My Dad broke him as a two year old and my Mom trained him in the barrel racing. When I started rodeoing in 6th grade, I trained him to run poles and goats. Later in high school, when I decided to step out of my comfort zone and run for rodeo queen, he was my go-to horse for that, too.
I remember one spring in high school I was really having hell. It seemed like so many girls were getting newer, faster, younger horses and I was still on old Scamper. I was getting whupped, weekend after weekend.
I was feeling really torn down after a particularly tough rodeo, and my Dad told me he wished he could afford to buy me better horses. He said, “Some girls’ daddies can buy them such nice horses… they’re beating you and it’s hurting me.”
I told him I didn’t wish for anything more than what we had; I loved my horse and was glad I had to work for it and experience some failure. No matter what, I knew Scamper was trying his tail off for me every run. I was so thankful for all the opportunity I’d been given and that my parents were supporting me every step of the way.
I was already working hard to do the best I could. But I decided to change my perspective.
I started feeling thankful for every run Scamper and I got to share because he wasn’t getting any younger and the long career he’d given me was a blessing.
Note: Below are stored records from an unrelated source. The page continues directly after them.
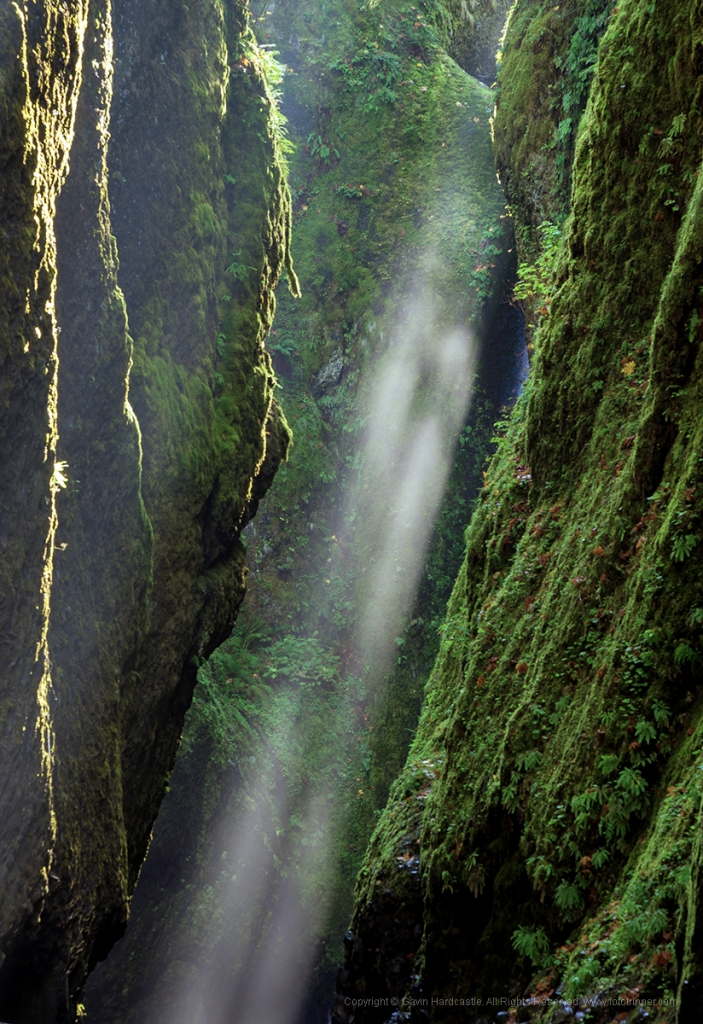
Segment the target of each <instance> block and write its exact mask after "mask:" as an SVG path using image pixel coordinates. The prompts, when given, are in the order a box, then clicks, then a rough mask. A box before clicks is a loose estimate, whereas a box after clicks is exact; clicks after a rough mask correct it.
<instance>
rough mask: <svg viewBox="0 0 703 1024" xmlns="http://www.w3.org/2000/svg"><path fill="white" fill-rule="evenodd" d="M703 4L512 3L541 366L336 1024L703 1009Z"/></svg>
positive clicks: (491, 497) (497, 482)
mask: <svg viewBox="0 0 703 1024" xmlns="http://www.w3.org/2000/svg"><path fill="white" fill-rule="evenodd" d="M701 14H702V11H701V5H700V3H698V2H695V0H691V2H686V3H682V2H676V3H672V2H665V0H657V2H656V3H651V2H646V0H622V2H619V3H618V4H617V6H614V7H613V8H612V9H610V7H609V5H606V4H603V3H588V2H582V3H566V4H559V5H555V4H552V3H550V4H543V3H539V2H534V0H518V3H517V4H516V6H515V8H514V10H513V13H512V18H511V22H510V24H509V29H508V35H507V39H506V45H504V50H503V56H502V65H501V70H500V73H499V76H498V90H499V91H498V109H497V116H496V121H495V141H496V155H497V160H498V168H499V170H500V173H501V176H502V179H503V181H504V182H506V185H507V187H508V189H509V198H510V199H511V202H512V203H513V211H514V214H515V216H516V221H517V226H518V237H519V240H520V244H521V259H522V261H523V262H524V263H525V269H524V271H523V278H524V279H525V278H527V280H528V281H529V273H530V269H529V265H530V264H531V265H532V269H533V270H534V271H535V274H536V278H533V279H532V285H531V286H530V287H529V288H528V289H527V291H528V293H529V294H528V299H529V301H530V303H531V308H532V310H533V311H535V310H536V313H535V315H536V322H535V327H537V331H536V335H535V337H534V349H535V351H534V356H533V360H532V368H531V374H530V379H529V381H528V384H527V386H526V388H525V392H524V394H523V395H522V397H521V398H520V400H519V401H518V403H517V406H516V408H515V410H514V411H513V414H512V416H511V418H510V421H509V423H508V424H507V426H506V429H504V436H503V437H502V439H501V440H500V441H499V445H498V452H497V453H496V455H495V456H494V458H493V459H492V461H491V463H490V465H489V466H488V469H487V472H486V476H485V485H484V488H483V496H482V499H481V503H480V507H479V508H478V509H477V511H476V512H475V514H474V516H473V519H472V521H471V524H470V526H469V530H468V535H467V555H466V561H465V564H464V567H463V569H462V571H460V573H459V575H458V579H457V582H456V584H455V587H454V592H453V595H452V598H451V600H450V602H449V605H448V609H447V617H446V623H445V626H444V630H443V639H442V645H441V650H440V654H439V657H438V660H437V663H436V666H435V670H434V673H433V676H432V679H431V681H430V684H429V686H428V688H427V693H426V700H425V707H424V711H423V717H422V720H421V725H420V729H419V732H418V736H416V738H415V740H414V743H413V745H412V749H411V751H410V754H409V757H408V760H407V763H406V767H405V769H404V771H403V773H402V774H401V776H400V777H399V778H398V779H397V781H396V783H395V785H394V788H393V791H392V793H391V797H390V799H389V803H388V805H387V808H386V810H385V812H384V815H383V818H382V819H381V822H380V824H379V827H378V829H377V831H376V835H375V837H374V839H372V841H371V844H370V847H369V850H368V852H367V855H366V860H365V864H364V866H363V868H362V869H361V872H360V877H359V882H358V885H357V894H356V908H355V913H354V920H353V923H352V930H351V932H350V933H349V936H348V942H347V946H348V956H347V963H346V967H345V970H344V971H343V972H342V974H341V976H340V981H339V993H340V997H339V999H338V1004H337V1009H336V1017H335V1019H336V1020H337V1021H339V1022H343V1021H348V1020H351V1019H352V1017H353V1019H354V1020H355V1021H379V1022H381V1021H388V1020H391V1019H392V1020H393V1021H394V1022H395V1021H398V1020H412V1021H422V1020H428V1019H430V1020H432V1021H449V1020H460V1021H475V1022H479V1021H492V1020H495V1019H498V1018H496V1014H497V1015H499V1019H500V1020H513V1021H526V1020H540V1021H547V1020H548V1021H570V1020H581V1019H583V1015H584V1012H587V1014H588V1019H590V1020H596V1021H604V1022H605V1021H610V1020H612V1019H613V1018H616V1019H618V1020H620V1019H621V1018H622V1019H623V1020H624V1019H627V1020H630V1019H631V1020H634V1019H638V1020H640V1019H649V1020H656V1021H673V1020H677V1021H678V1022H680V1024H688V1022H693V1021H695V1020H698V1019H699V1018H700V1014H701V999H702V998H703V996H702V992H703V982H702V980H701V939H700V934H701V925H700V914H701V911H700V856H701V854H700V835H699V834H700V807H701V799H702V796H703V793H702V790H701V781H700V777H701V767H702V762H701V750H702V745H701V744H702V742H703V733H702V730H703V715H702V713H701V712H702V707H701V689H700V682H701V657H702V654H703V651H702V647H701V633H700V627H701V623H702V622H703V610H701V605H702V604H703V593H702V584H701V565H702V562H701V558H702V557H703V555H702V554H701V552H702V551H703V548H702V547H701V527H700V501H701V486H702V485H703V481H702V480H701V461H700V451H701V429H702V423H701V415H700V410H701V387H702V386H703V377H702V368H701V354H700V353H701V344H700V343H701V329H700V323H701V315H702V310H701V295H702V294H703V292H702V288H703V280H702V276H701V256H702V253H703V230H702V226H701V178H700V139H701V113H700V110H701V109H700V89H701V81H702V79H701V75H702V73H703V63H702V62H701V61H702V54H703V49H702V44H703V38H702V36H701ZM579 34H580V35H579ZM577 36H578V39H577ZM586 36H587V37H588V38H587V39H586V43H587V45H585V44H584V42H583V41H584V38H585V37H586ZM584 46H585V49H586V50H588V51H589V53H590V56H589V57H588V56H587V55H586V59H585V61H584V60H583V59H582V58H581V55H579V54H582V53H583V52H584V49H583V47H584ZM580 73H583V78H582V79H581V80H580V81H581V85H584V84H588V85H590V78H591V77H592V85H590V95H589V98H588V101H587V105H585V110H584V113H583V115H582V116H581V117H580V124H579V127H578V131H577V133H575V146H573V147H572V146H571V143H570V141H569V139H570V137H571V135H572V133H573V132H574V128H575V125H574V123H573V119H574V118H577V116H578V111H579V105H583V104H584V101H585V92H584V89H583V88H581V89H580V92H579V96H577V97H576V101H573V100H574V96H573V95H571V96H568V90H569V88H570V83H571V84H573V82H574V81H575V80H576V79H577V78H578V76H579V74H580ZM585 91H587V90H585ZM569 119H571V123H568V124H567V121H569ZM571 153H573V155H574V156H573V165H571V156H570V154H571ZM570 182H572V184H571V185H570V184H569V183H570ZM567 210H568V219H567V220H566V221H565V222H564V221H563V215H564V212H566V211H567ZM546 219H548V220H550V221H551V222H552V226H553V227H554V228H556V229H557V230H560V229H561V237H562V242H561V246H557V247H552V250H551V254H550V260H548V265H547V264H546V263H544V262H542V263H541V265H539V263H538V262H537V263H536V264H535V258H536V257H537V254H538V253H539V245H540V239H542V238H543V230H542V231H541V232H540V231H539V230H537V228H538V227H539V225H540V222H543V221H544V220H546ZM553 238H554V236H553ZM542 254H543V250H542ZM535 266H536V268H537V269H536V270H535ZM537 300H538V301H537ZM355 1000H356V1001H355ZM359 1000H360V1001H359ZM391 1000H395V1001H394V1004H393V1002H392V1001H391ZM501 1000H502V1001H501ZM587 1000H594V1001H592V1005H591V1006H587V1005H584V1004H586V1002H587Z"/></svg>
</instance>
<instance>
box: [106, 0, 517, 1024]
mask: <svg viewBox="0 0 703 1024" xmlns="http://www.w3.org/2000/svg"><path fill="white" fill-rule="evenodd" d="M479 12H482V13H483V14H488V15H490V18H491V19H492V23H494V24H493V25H492V26H491V27H489V28H487V29H485V30H484V29H482V28H481V26H480V25H479V24H478V23H477V25H476V26H475V27H474V29H475V31H474V34H473V35H471V33H469V30H467V38H468V36H469V35H471V38H472V39H473V40H474V41H475V42H476V43H479V42H481V41H482V42H483V44H484V49H488V50H491V49H492V52H493V53H494V51H495V48H496V46H497V40H498V37H499V31H500V30H499V27H498V25H497V16H496V14H495V12H494V11H493V10H492V8H491V7H490V5H489V4H486V5H484V4H477V5H476V14H477V16H478V14H479ZM440 15H442V16H440ZM448 24H450V23H448V20H447V18H446V14H445V13H443V11H442V8H440V6H439V5H438V4H432V3H427V4H421V5H416V4H413V3H409V2H405V0H402V2H401V0H398V2H393V3H387V4H384V5H382V6H375V5H365V6H364V7H363V8H362V7H361V6H360V5H359V4H358V3H357V2H356V0H352V2H350V0H335V2H334V3H328V4H326V5H325V4H321V3H315V4H301V3H298V2H293V0H290V2H289V0H284V2H281V3H278V4H276V5H275V7H274V6H273V5H271V6H270V8H269V9H268V12H267V10H266V9H262V10H261V11H260V19H259V20H257V23H256V25H255V28H256V32H257V35H258V37H259V39H260V40H261V42H262V43H264V42H265V43H268V44H270V45H275V47H276V49H277V50H278V51H279V59H280V60H281V61H282V62H284V66H285V72H284V76H283V78H282V81H281V83H280V88H281V92H282V95H281V109H282V111H283V112H284V114H285V115H287V116H288V117H289V125H288V129H289V132H290V139H291V142H292V143H293V145H294V147H295V148H294V152H292V153H291V154H290V157H289V160H290V166H291V183H292V188H293V195H294V226H293V250H294V253H295V258H296V267H297V270H298V273H299V275H300V279H301V285H302V291H303V297H302V299H301V300H299V301H294V300H293V299H292V298H290V297H289V296H288V295H287V294H285V293H284V291H283V290H282V289H281V291H283V294H280V295H279V304H278V309H277V313H276V319H275V323H274V328H273V331H272V333H271V336H270V338H269V341H268V347H269V349H270V351H271V354H272V358H273V362H274V367H275V369H276V372H277V374H278V378H279V383H280V385H281V387H280V390H279V392H278V394H279V397H280V402H281V406H282V408H283V410H284V412H285V416H287V418H288V420H289V422H290V423H291V426H292V427H293V430H294V444H293V447H292V450H291V455H290V460H289V462H288V463H287V465H285V467H283V468H282V469H281V471H280V472H279V473H278V475H277V477H276V481H275V484H274V486H273V487H272V488H271V490H270V492H269V494H268V495H267V498H266V500H265V503H264V504H263V505H262V509H261V512H260V514H259V516H258V517H257V520H256V522H255V523H253V524H252V526H251V528H250V529H249V530H248V543H249V545H250V553H249V562H250V567H251V572H250V590H249V595H248V599H247V604H246V606H245V609H244V611H243V615H244V618H245V620H246V621H245V622H241V621H240V623H239V625H238V626H237V630H236V632H235V634H234V635H233V637H232V638H231V639H230V640H229V641H227V642H226V643H225V645H224V646H223V647H222V648H221V650H220V651H218V652H217V653H216V654H215V655H214V656H213V658H212V659H211V662H210V664H209V665H208V666H207V667H204V668H203V670H202V674H201V685H200V686H199V688H197V690H196V694H195V702H194V705H193V708H192V711H191V713H190V716H189V720H188V724H187V727H186V733H185V738H184V743H183V746H182V749H181V753H180V756H179V758H178V761H177V763H176V768H175V771H174V774H173V776H172V778H171V780H170V786H171V792H170V794H169V796H168V798H167V800H166V802H165V804H164V811H163V814H162V815H161V817H160V820H159V822H158V824H157V827H156V830H155V839H153V843H152V846H151V849H150V851H149V856H148V859H147V861H146V864H145V867H144V871H143V873H142V877H141V879H140V884H139V887H138V889H137V892H136V895H135V901H134V913H133V916H132V923H131V926H130V930H129V931H128V933H127V935H126V936H125V939H124V941H123V942H122V943H121V944H120V945H119V947H117V948H116V950H115V953H114V954H113V956H111V958H109V959H108V961H107V963H106V964H105V965H104V966H101V967H100V968H99V969H98V970H97V971H96V973H95V975H94V977H93V979H92V981H91V983H90V985H89V987H88V994H87V999H86V1002H87V1008H88V1012H89V1014H90V1017H91V1018H93V1017H95V1018H96V1019H97V1020H99V1021H105V1022H109V1024H116V1022H117V1021H141V1020H145V1019H150V1017H151V1016H153V1015H157V1014H162V1015H163V1016H165V1017H166V1018H168V1019H169V1020H172V1021H178V1020H180V1019H181V1018H180V1017H179V1014H184V1015H185V1016H186V1017H188V1016H189V1019H196V1020H200V1019H203V1020H213V1019H217V1018H218V1016H219V1017H222V1018H223V1019H227V1016H228V1015H230V1016H234V1017H236V1016H237V1015H239V1017H240V1018H241V1019H246V1017H247V1014H251V1015H252V1016H253V1017H257V1016H258V1018H260V1019H269V1018H268V1017H267V1014H266V1011H267V1010H269V1009H270V1008H269V1007H268V1005H267V1004H265V1001H263V997H262V996H261V993H257V992H256V984H255V981H254V980H253V979H256V977H257V970H258V969H259V966H260V965H262V964H264V963H266V964H269V965H272V966H270V967H269V969H268V970H269V974H270V975H271V978H270V979H269V981H268V986H267V987H268V989H269V991H267V993H266V995H267V996H268V997H269V998H270V999H271V1000H272V1002H273V1004H274V1006H273V1008H272V1009H270V1013H271V1015H272V1016H271V1017H270V1019H271V1020H274V1019H283V1017H284V1014H285V1013H289V1014H290V1018H291V1019H293V1018H294V1015H295V1012H296V1010H295V1008H296V1001H297V1000H298V999H299V998H301V996H305V995H307V996H308V999H307V1004H308V1006H307V1012H308V1014H309V1016H307V1017H303V1018H301V1019H305V1020H309V1021H313V1020H315V1021H316V1020H320V1021H326V1016H327V1005H328V1002H329V997H331V991H332V983H333V981H334V977H335V975H336V972H337V970H338V967H339V963H340V961H341V958H342V955H343V948H342V936H343V934H344V932H345V930H346V927H347V922H348V918H349V913H350V911H351V895H352V891H353V885H354V879H355V876H356V872H357V870H358V867H359V864H360V861H361V857H362V854H363V850H364V848H365V844H366V842H367V840H368V837H369V835H370V833H371V830H372V827H374V824H375V822H376V814H377V813H378V811H379V810H380V809H381V808H382V807H383V806H384V804H385V802H386V798H387V795H388V788H389V785H390V782H391V781H392V778H393V777H394V776H395V774H397V772H398V771H399V770H400V769H401V767H402V764H403V762H404V758H405V755H406V752H407V748H408V744H409V741H410V738H411V734H412V731H413V729H414V727H415V725H416V721H418V715H419V711H420V705H421V699H422V692H423V686H424V684H425V682H426V681H427V678H428V676H429V672H430V670H431V667H432V663H433V660H434V655H435V653H436V649H437V646H438V635H437V627H438V625H439V623H440V622H441V617H442V613H443V608H444V605H445V603H446V600H447V597H448V595H449V593H450V590H451V584H452V582H453V578H454V575H455V573H456V571H457V569H458V566H459V564H460V561H462V556H463V546H464V545H463V529H464V526H465V522H466V516H467V512H466V509H467V506H468V504H469V502H470V500H471V499H472V498H474V497H475V496H476V494H477V492H478V488H479V486H480V481H481V468H482V465H483V460H484V455H485V451H486V447H487V446H488V444H489V440H490V437H491V427H492V422H493V420H494V419H495V418H496V417H497V415H498V407H499V406H500V404H501V402H502V401H503V400H508V398H509V395H510V393H511V389H513V393H514V392H515V385H517V384H518V382H519V367H518V366H517V364H516V355H518V354H519V352H518V349H519V348H520V345H521V338H520V332H519V323H518V321H519V317H518V316H517V314H516V313H515V310H513V309H509V310H508V322H509V323H508V325H506V324H503V323H502V322H501V316H502V315H503V314H504V313H506V308H504V307H503V306H501V300H502V299H503V298H506V296H504V295H503V294H502V293H501V289H502V284H503V282H502V275H503V274H504V273H506V272H510V271H511V269H512V267H513V263H512V261H513V260H514V254H513V253H511V252H507V251H506V250H511V249H512V248H513V245H512V234H511V229H510V226H511V225H510V221H509V220H508V218H507V217H506V216H504V213H506V211H504V198H503V196H502V193H501V190H500V188H499V186H498V184H497V182H496V180H495V174H494V167H493V158H492V152H491V144H490V131H489V117H490V114H491V112H492V106H493V95H492V93H491V92H490V91H489V90H488V89H487V88H485V87H484V86H483V85H481V84H479V83H478V82H476V81H475V80H474V79H473V78H471V77H469V76H468V75H467V74H466V73H465V72H464V71H463V70H462V69H460V68H459V67H458V66H457V65H456V63H455V62H454V61H453V60H452V59H451V58H450V57H449V56H448V55H447V50H446V48H445V46H446V45H449V44H450V43H451V42H452V40H451V39H450V36H449V33H448V31H447V26H448ZM456 38H457V37H456V35H454V37H453V41H454V42H455V41H456ZM452 45H453V44H452ZM452 52H453V50H452ZM243 262H244V260H243ZM429 283H430V284H429ZM423 304H424V306H425V308H423ZM430 305H432V306H433V310H432V316H433V317H434V319H432V318H431V317H430V316H428V314H427V307H429V306H430ZM408 310H409V313H408ZM421 317H424V319H425V323H424V324H423V331H422V332H420V331H419V330H418V324H416V323H415V322H416V321H419V319H421ZM428 322H429V323H428ZM457 327H462V328H466V329H468V330H470V331H472V332H474V337H475V343H476V349H477V350H478V353H479V362H478V365H477V372H478V375H479V378H480V380H481V381H482V386H481V388H480V389H479V392H478V393H477V394H476V396H475V400H474V406H473V408H472V410H471V412H470V414H469V415H468V417H466V419H464V420H463V422H456V423H453V425H450V426H449V429H448V430H447V434H448V437H447V442H446V447H447V450H448V451H447V452H444V453H443V458H445V459H447V461H448V462H451V456H452V454H453V453H452V452H451V449H452V446H454V445H455V446H456V449H457V451H456V453H455V456H456V458H455V459H454V461H453V469H452V470H451V473H450V483H449V493H448V495H447V496H446V497H445V500H444V503H443V505H442V506H441V510H442V511H441V516H440V522H439V525H438V527H437V529H436V531H435V536H434V540H433V543H432V545H431V547H430V550H429V553H428V555H427V557H426V558H425V559H423V561H424V567H423V565H422V563H421V566H420V571H421V572H422V573H423V582H422V584H421V593H420V598H419V599H418V601H416V602H414V604H413V603H412V594H411V593H410V594H409V597H408V598H407V600H406V602H405V606H403V607H402V609H401V612H400V613H399V614H394V616H393V620H392V621H390V620H389V623H388V624H387V631H388V630H390V631H391V632H390V633H389V634H388V638H387V639H389V640H390V647H391V653H390V656H389V654H388V651H387V650H385V651H384V652H383V657H379V658H376V659H375V658H374V657H372V656H370V653H369V650H368V649H367V646H366V645H365V641H364V637H363V635H362V633H363V629H362V620H363V614H364V610H365V608H366V606H367V603H368V600H369V597H370V598H372V597H374V596H375V595H374V592H372V588H370V587H369V586H368V585H367V584H366V583H365V581H366V580H367V579H369V578H370V577H371V575H372V572H374V570H375V569H376V567H377V566H378V564H379V563H380V561H381V558H382V556H383V555H384V550H383V544H384V543H385V541H386V535H387V523H388V522H392V521H393V518H392V517H393V515H394V499H395V496H394V495H391V496H389V494H388V488H387V487H385V486H383V485H384V481H383V480H382V481H379V479H378V474H377V478H376V479H374V478H372V477H371V476H370V474H369V469H368V466H367V465H366V463H367V462H368V454H367V451H366V447H365V446H366V441H367V437H368V435H369V433H370V429H369V426H368V421H369V419H370V417H369V398H368V393H369V390H371V389H372V387H374V385H375V383H376V382H377V381H378V380H379V379H383V378H384V377H387V378H389V379H390V380H394V379H396V378H397V379H402V380H403V381H405V382H406V383H407V382H408V374H407V371H406V369H405V365H404V362H403V359H406V360H407V358H408V346H407V342H406V339H407V338H408V337H410V338H411V339H413V344H414V346H415V348H416V349H418V352H415V351H412V350H411V351H410V352H409V355H410V356H411V358H412V359H414V358H416V357H418V354H419V352H422V360H423V374H424V378H425V380H422V381H421V378H422V377H423V374H419V375H418V380H416V381H414V383H413V380H412V375H411V374H410V375H409V378H410V380H409V385H408V386H407V387H406V391H405V393H404V396H403V400H404V401H405V404H403V401H400V402H398V401H396V402H395V403H394V406H393V408H391V407H390V406H388V407H386V409H385V410H384V418H383V423H382V425H381V426H382V429H381V431H380V433H381V434H382V437H381V438H377V440H378V441H380V442H381V443H387V444H388V445H389V447H390V446H391V444H393V445H394V447H393V452H392V456H393V458H392V459H390V458H389V460H388V462H389V465H391V464H392V463H395V464H396V466H395V470H396V471H397V470H398V469H403V470H404V471H405V472H407V471H408V470H409V469H410V468H411V466H412V464H413V463H414V462H415V461H416V455H418V449H416V447H415V449H413V447H412V444H411V442H410V439H411V438H415V437H416V426H418V423H419V422H422V418H423V415H427V409H428V406H430V404H431V402H432V400H434V402H435V404H436V406H440V404H441V401H442V399H443V395H440V394H438V393H437V390H436V389H435V391H434V399H432V398H431V397H429V396H431V395H432V394H433V391H432V389H431V386H430V385H431V378H432V377H433V376H435V377H436V376H437V366H436V362H435V361H433V360H434V359H435V354H434V353H436V352H437V351H438V350H439V351H441V344H442V342H443V340H444V336H445V334H446V332H447V331H451V330H455V329H456V328H457ZM523 347H524V346H523ZM428 378H430V384H428V380H427V379H428ZM509 379H510V383H509ZM419 381H421V382H420V383H418V382H419ZM466 383H467V384H468V383H469V380H468V379H467V381H466ZM424 388H425V390H423V389H424ZM394 421H395V422H394ZM399 423H402V424H404V426H403V428H402V436H398V433H397V424H399ZM394 430H396V433H395V435H394ZM378 433H379V429H378V426H377V434H378ZM459 434H460V443H458V444H456V441H457V439H458V435H459ZM439 461H440V460H439V458H438V459H437V462H439ZM392 468H393V467H392V466H391V469H392ZM389 471H391V470H389ZM379 483H381V484H382V487H379ZM422 484H423V485H422V486H421V487H420V493H419V500H418V506H419V510H418V511H419V513H420V514H422V515H423V516H426V517H427V519H428V521H430V520H431V516H432V514H433V512H434V510H435V509H436V506H437V504H438V503H439V502H440V501H441V487H436V488H434V489H435V490H437V492H438V493H437V494H433V487H432V485H431V482H430V478H429V476H426V477H424V479H423V481H422ZM408 518H410V516H408ZM412 536H413V538H414V537H415V535H414V534H413V535H412ZM404 537H405V535H404V534H403V539H404ZM422 543H423V544H424V541H423V542H422ZM416 546H418V547H420V542H419V543H418V545H416ZM399 547H400V546H399ZM421 553H422V552H421ZM397 554H398V559H397V561H396V566H397V567H396V568H395V571H396V572H397V582H398V583H399V585H402V578H403V574H404V573H405V572H406V571H407V570H406V562H407V561H408V557H407V554H408V553H407V551H403V550H399V551H398V553H397ZM411 554H412V555H413V556H414V555H415V552H414V551H412V552H411ZM390 603H391V602H389V605H390ZM385 611H386V609H384V612H385ZM315 800H316V801H317V805H315V806H314V807H313V806H312V805H313V803H314V801H315ZM254 808H258V810H257V812H256V813H255V811H254ZM252 822H253V823H252ZM247 829H249V833H250V837H249V842H248V843H247V844H245V843H244V841H243V839H241V835H243V833H244V831H245V830H247ZM264 873H265V887H266V893H265V895H264V893H263V891H262V892H261V895H260V897H259V898H258V899H257V900H256V901H255V900H253V899H251V893H252V892H256V891H257V886H258V885H259V883H260V881H261V878H262V877H263V876H264ZM292 893H295V896H292ZM299 895H300V904H299V905H296V908H295V911H294V909H293V904H294V903H295V900H296V899H297V898H298V896H299ZM285 899H289V901H290V902H289V904H287V906H288V909H289V918H290V919H291V920H294V921H297V922H298V923H299V926H298V928H297V929H296V930H295V932H293V934H292V932H291V929H290V928H289V931H288V932H285V931H284V929H282V927H281V929H280V933H279V932H277V929H278V926H279V922H280V916H279V915H280V910H281V907H282V906H283V905H284V902H285ZM253 904H254V905H253ZM296 914H297V916H296ZM311 933H312V939H313V940H314V944H313V948H312V953H311V951H310V945H311ZM281 935H282V936H283V937H282V938H281ZM225 950H226V952H224V951H225ZM291 962H293V963H294V966H295V971H294V972H293V973H294V979H293V980H289V981H288V982H287V983H285V994H284V995H280V994H279V995H278V1000H277V1002H276V999H275V997H274V996H273V994H272V993H273V992H274V991H275V985H281V984H282V982H281V979H282V978H284V977H289V974H288V973H287V972H289V971H290V963H291ZM311 962H312V965H313V968H312V970H310V963H311ZM310 979H312V981H311V980H310ZM257 998H258V999H259V1001H256V999H257ZM301 1001H304V999H301ZM254 1004H256V1009H254V1010H253V1009H252V1006H253V1005H254ZM184 1008H185V1009H184ZM225 1008H226V1009H225ZM199 1015H200V1016H199Z"/></svg>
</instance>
I really loved that horse with all my heart.
I always pet my horse on the way out of the arena after a run, but I really started to feel grateful for what he’d done for me.
I didn’t lose my competitive edge, I just really started to enjoy myself more. Some days we’d have a beautiful run and be right in there with all the fancy, expensive horses. And some days we’d be way off the pace. But all that mattered was that old horse and I were doing our best.
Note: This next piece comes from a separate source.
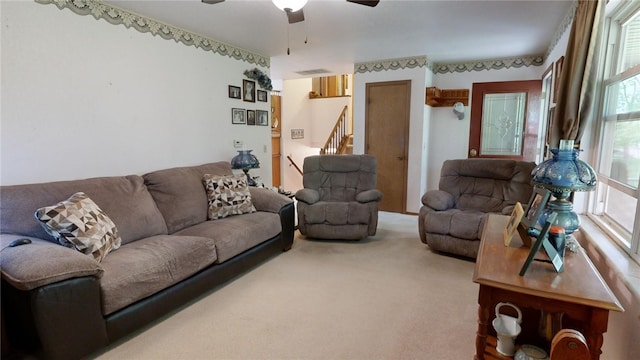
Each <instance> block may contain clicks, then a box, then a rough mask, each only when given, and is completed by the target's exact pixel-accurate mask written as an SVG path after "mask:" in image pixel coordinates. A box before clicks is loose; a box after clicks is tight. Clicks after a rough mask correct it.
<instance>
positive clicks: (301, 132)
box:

I used to have people tell me Scamper was such a great horse because he put his whole heart into every run we made, no matter what. I once had a friend tell me she stopped and watched every time it was my turn to run because she loved the partnership Scamper and I shared.
My senior year I applied for the NHSRA Equine Athlete of the Month competition. The application required an essay on the horse and the impact they’ve had on you. I had trouble narrowing my thoughts down to be under the word count limit, but finally got it done. Scamper won Equine Athlete of the Month and at the end of the season was the Reserve Equine Athlete of the Year on a national scale. He was awarded this honor after I’d made my final run on him that year. I cried the most bittersweet happy tears.
Today, I’m 22 and Scamper is 23. He’s the only horse left on my family’s place that has been around longer than I have. After my 7 year career in junior and high school rodeo, never missing a single one, he got a year off before my little sister Payton started running him. She’s in 8th grade and he hasn’t missed one of her rodeos either. I’m really proud of my little sister because at such a young age, she already has the perspective to be grateful for her partnership with Scamper and all he gives her. He still gives his absolute heart and soul every time they enter the arena, and she still gives him a big pet on the way out.
She’s using what she has and doing what she can.
And at the end of the day, I think that’s what this is all about.